As the senior content designer on the project, I've been involved in every aspect of our quest/reward core loop: setting standards for quest titles and content, crafting specific quests, designing rewards, and incorporating A/B test results and user feedback to update the user interface to reduce friction.

 

Applying VR/AR/MR Content Design to Traditional Content

My earlier work on digital retailing and entertainment for the Xbox console required a different approach than traditional web design. The audience interacts using a controller, views the content from 10 feet away, and desires simple, one-click interactions. The fewer steps between a decision and the ability to purchase a game or view content, the higher the customer satisfaction, and the greater the percentage of users who follow through to task completion.

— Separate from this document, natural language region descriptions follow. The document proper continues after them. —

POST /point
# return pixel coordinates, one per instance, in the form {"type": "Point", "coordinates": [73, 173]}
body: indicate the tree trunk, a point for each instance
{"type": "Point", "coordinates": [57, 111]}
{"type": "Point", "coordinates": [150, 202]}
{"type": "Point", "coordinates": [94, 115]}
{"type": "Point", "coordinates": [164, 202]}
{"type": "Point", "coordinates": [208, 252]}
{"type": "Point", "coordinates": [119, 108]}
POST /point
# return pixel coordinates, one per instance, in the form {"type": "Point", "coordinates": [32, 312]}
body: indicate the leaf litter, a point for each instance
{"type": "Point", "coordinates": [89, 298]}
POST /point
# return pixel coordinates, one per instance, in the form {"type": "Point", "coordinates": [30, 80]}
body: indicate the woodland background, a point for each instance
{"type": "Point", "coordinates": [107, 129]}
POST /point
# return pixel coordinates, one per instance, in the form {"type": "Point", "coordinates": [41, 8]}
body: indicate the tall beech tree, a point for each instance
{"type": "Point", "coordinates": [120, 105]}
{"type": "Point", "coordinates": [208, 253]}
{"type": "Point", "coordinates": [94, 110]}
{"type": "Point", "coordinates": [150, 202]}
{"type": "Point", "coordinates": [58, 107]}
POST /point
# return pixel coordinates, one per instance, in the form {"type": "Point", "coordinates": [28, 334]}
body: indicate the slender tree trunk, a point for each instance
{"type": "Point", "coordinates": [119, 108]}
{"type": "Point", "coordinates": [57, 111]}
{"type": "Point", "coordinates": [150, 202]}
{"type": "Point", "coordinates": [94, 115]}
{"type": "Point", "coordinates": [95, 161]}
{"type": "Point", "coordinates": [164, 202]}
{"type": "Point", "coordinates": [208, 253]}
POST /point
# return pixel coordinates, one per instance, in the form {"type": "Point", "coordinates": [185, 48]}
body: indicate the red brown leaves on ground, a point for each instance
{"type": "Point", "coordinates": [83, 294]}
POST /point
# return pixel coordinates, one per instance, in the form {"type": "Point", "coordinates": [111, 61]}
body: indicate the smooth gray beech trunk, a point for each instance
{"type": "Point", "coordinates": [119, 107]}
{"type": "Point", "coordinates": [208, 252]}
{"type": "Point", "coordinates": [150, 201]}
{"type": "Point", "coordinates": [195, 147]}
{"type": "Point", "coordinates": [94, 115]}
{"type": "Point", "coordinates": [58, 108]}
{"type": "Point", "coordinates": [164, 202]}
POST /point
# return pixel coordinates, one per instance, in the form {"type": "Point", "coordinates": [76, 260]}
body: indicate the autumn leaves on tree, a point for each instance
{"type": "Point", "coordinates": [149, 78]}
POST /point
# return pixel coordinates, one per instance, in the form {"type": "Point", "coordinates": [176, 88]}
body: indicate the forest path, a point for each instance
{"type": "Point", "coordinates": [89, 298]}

Creating compelling content for VR (virtual reality), MR (mixed reality), and AR (augmented reality) demands a new approach as well. When wearing VR or MR goggles, users interact with a three-dimensional, immersive world. Whether they’re in a fantastical realm or their own living room, there’s no reason to present them with a wall of text and a series of buttons. Instead, you can make real-world objects glow, add switches and physical buttons, or even have an adorable AI cat or puppy mascot accompany them to answer questions. By guiding and training visitors with a combination of visuals, 3D audio cues, and voice, you can bring a new level of delight and simplicity to the experience.

Horizon Worlds is what they call a "zero to one" product: It's a brand new kind of experience, and because of this, there are few established design standards to follow. It's not a matter of asking "how do designers do this thing?" Instead, a content designer considers the goal, the experience, and the space it's taking place in, and looks for the best way to do it. Is that a traditional, easily dismissed dialog, or something in the virtual room? Text, audio, video, AI characters, visual path wayfinding guidance, highlighting real-world objects... There are so many ways to convey a message, and the goal is to find a balance of delight, simplicity, efficiency, and localizability.

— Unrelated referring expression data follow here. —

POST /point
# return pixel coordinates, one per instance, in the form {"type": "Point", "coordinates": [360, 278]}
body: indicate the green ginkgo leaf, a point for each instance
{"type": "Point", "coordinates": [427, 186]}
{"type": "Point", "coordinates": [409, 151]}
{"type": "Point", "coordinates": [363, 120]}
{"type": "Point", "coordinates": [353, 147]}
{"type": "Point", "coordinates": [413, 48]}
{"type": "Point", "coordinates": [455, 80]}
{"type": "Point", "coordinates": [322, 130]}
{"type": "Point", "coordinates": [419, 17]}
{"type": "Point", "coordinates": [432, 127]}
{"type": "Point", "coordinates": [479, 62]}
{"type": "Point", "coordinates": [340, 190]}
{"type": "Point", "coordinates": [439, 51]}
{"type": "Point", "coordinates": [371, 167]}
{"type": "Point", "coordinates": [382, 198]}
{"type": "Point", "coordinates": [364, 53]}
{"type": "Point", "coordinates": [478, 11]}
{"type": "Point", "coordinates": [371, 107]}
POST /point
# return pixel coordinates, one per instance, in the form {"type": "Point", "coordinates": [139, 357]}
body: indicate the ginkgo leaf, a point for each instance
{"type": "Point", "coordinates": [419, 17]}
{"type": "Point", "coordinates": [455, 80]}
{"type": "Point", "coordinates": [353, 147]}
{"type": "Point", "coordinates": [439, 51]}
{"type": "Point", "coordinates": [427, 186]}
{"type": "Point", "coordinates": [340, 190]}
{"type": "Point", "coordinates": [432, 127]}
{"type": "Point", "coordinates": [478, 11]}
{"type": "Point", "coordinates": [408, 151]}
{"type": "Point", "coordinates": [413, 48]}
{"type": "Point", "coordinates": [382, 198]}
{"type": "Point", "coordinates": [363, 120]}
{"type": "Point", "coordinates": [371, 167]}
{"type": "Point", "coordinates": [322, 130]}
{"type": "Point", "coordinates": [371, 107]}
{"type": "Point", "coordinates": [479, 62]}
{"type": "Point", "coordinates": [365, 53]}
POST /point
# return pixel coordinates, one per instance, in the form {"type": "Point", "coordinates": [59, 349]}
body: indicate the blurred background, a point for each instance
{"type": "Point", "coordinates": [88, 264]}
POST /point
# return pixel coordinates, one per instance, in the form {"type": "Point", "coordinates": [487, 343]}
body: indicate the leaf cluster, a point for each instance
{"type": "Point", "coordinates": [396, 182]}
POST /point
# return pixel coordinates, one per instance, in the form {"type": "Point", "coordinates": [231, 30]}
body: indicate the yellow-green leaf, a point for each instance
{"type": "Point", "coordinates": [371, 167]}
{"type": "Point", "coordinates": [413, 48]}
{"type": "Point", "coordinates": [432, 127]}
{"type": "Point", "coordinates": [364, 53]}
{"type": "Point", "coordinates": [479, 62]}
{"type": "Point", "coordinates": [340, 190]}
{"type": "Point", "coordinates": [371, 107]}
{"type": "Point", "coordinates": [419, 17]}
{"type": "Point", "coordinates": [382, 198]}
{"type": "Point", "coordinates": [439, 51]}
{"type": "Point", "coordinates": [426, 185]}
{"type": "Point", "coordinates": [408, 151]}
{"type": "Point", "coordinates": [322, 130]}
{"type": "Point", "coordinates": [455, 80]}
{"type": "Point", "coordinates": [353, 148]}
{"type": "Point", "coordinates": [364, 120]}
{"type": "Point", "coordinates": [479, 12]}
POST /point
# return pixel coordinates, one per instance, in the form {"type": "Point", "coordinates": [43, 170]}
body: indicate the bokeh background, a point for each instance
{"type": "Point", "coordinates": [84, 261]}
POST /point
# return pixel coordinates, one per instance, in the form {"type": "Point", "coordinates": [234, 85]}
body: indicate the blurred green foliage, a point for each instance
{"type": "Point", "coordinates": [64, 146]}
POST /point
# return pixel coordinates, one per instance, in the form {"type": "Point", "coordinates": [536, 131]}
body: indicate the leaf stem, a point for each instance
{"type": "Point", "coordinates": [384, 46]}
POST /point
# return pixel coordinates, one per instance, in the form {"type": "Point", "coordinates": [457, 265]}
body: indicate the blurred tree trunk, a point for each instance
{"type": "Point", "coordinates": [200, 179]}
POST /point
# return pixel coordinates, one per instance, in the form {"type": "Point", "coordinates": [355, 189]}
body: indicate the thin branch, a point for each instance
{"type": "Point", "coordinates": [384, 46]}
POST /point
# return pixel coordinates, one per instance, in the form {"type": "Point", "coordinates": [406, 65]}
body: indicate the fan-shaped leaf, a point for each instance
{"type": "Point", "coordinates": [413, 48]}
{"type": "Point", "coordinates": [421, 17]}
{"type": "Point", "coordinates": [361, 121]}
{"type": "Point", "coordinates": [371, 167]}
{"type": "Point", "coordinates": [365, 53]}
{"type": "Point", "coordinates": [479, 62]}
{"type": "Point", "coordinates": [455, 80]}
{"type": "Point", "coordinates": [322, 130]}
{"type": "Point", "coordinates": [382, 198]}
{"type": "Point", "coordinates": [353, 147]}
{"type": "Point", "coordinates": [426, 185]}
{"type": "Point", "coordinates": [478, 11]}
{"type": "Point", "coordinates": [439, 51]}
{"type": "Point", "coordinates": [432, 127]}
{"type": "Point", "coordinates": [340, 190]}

The metaverse doesn't exist yet, but Horizon Worlds is a toolkit that introduces the concept and gives creators a toolkit they can user to explore it. To those experienced with cutting-edge games, Horizon Worlds can feel shockingly rudimentary, but behind the often retro-feeling visuals are some delightful and fascinating new approaches to interacting with users. Having explored Horizon Worlds and competing products and seen the kind of MR and AR technologies that are just a few years down the road, I'm convinced that metaversal technology has the potential to completely redefine how content designers communicate with customers.

For now, though, products like web pages, streaming media service browsers, and voice assistants lack the three-dimensional advantages of embodied technologies like VR, MR, and AR. But designing for a zero-to-one product, where users explore a three-dimensional space, opens up new possibilities for content design. It challenges designers to rethink traditional mental models, find new, intuitive ways to solve problems, and reject “that’s how it’s done” as a guideline.